Pourvu qu’on ait l’ivresse …

7 12 2009

L’alcool chez les jeunes, phénomène de société, commerce florissant ou éducation laxiste, fait souvent la une des medias. Dans notre société, il est omniprésent : depuis la fin du verre dans les fêtes familiales jusqu’à la « biture » du vendredi ou du samedi soir, il n’y a qu’un pas.

L’ALCOOL « DEFONCE » OU L’ALCOOL  » MEDICAMENT »

alcool-dangerLa France est depuis toujours un pays grand consommateur d’alcool. Des études ont montré que d’une part, un jeune commence à boire lors de réunions de famille vers 12-13 ans -coupe de champagne, « un petit doigt pour goûter »- et que d’autre part, la consommation diffère selon les régions : le Nord, la Picardie ou l’Ile de France sont peu touchées ; en revanche les Pays de Loire et  la Bretagne ont une culture qui valorise la fête, l’ivresse et la capacité « à tenir ! » !  Les modes de consommation ont d’ailleurs changé, privilégiant le « binge drinking » comme au Royaume-Uni  : boire le plus rapidement pour atteindre l’état de « défonce ».

A l’âge de l’adolescence, on est aussi désireux de se montrer adulte, en transgressant les règles imposées par les parents,  de faire partie du groupe  « si tu ne bois pas, t’es pas des nôtres », de désinhiber les complexes qui sont inhérents à cet âge où l’on n’est plus un enfant mais pas encore un adulte ;  l’alcool donne, momentanément, l’impression de dépasser toutes ces  barrières, d’anesthésier les souffrances, de passer un bon moment. (Le mot « alcool »  vient de l’arabe « al kohol  » = fard).

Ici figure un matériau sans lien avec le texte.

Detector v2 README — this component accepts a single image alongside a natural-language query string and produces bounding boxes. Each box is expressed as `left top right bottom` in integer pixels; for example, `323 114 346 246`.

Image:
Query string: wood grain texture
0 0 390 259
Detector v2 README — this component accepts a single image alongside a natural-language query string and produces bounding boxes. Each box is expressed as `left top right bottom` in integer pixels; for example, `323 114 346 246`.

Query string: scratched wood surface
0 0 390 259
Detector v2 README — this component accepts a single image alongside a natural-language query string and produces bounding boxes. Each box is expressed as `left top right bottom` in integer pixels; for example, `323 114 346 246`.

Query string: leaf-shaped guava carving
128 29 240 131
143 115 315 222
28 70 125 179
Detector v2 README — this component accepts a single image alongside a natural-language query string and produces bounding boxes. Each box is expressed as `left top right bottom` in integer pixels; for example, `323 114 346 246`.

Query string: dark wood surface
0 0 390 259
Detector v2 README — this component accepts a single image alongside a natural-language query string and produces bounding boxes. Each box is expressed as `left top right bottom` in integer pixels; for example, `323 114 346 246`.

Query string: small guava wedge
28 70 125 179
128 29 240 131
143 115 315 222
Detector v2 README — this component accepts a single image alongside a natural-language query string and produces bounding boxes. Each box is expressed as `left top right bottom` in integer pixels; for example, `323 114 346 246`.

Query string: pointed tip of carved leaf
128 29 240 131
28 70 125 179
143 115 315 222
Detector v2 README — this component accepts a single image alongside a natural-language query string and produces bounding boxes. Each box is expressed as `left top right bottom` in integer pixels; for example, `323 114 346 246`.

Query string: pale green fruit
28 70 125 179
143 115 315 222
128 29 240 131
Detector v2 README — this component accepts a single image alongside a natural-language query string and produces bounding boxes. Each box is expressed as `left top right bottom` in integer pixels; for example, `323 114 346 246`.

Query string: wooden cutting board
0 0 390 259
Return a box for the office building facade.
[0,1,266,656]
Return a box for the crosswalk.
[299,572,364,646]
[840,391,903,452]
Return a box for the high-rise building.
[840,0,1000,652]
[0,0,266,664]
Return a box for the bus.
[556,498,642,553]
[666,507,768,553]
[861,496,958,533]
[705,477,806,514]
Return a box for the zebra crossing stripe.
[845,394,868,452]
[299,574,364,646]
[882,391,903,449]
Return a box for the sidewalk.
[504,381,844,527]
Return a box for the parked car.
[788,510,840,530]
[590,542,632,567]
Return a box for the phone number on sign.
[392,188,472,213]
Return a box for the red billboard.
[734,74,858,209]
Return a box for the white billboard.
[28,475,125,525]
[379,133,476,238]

Mais c’est justement, pendant cette période, que l’on risque de devenir « accro » ou de bifurquer vers des drogues dures pour augmenter les effets.

L’ALCOOL, LE PIEGE

alcool2La  récupération de ce jeune public, docile et influençable, a très vite intéressé les industriels de l’alcool et des spiritueux. Les grandes surfaces constituent le lieu de prédilection de vente : le vin et la bière sont encore prisés mais de nouveaux produits dérivés,  où le sucre tient une grande place et le goût de l’alcool plus atténué, font fureur  dans les soirées (Desperados à la tequila, le 21 citronné, Kriska à la vodka…). Ces produits bénéficient même de gros coups de pub lors de soirées étudiantes ou en boîtes de nuit.  Les alcools sont « redosés » pour attirer les jeunes (les bières passent ainsi de 5 ° à 12-13° !) et leur packaging relooké ; les boissons dites « légères » sont bues en plus grandes quantités.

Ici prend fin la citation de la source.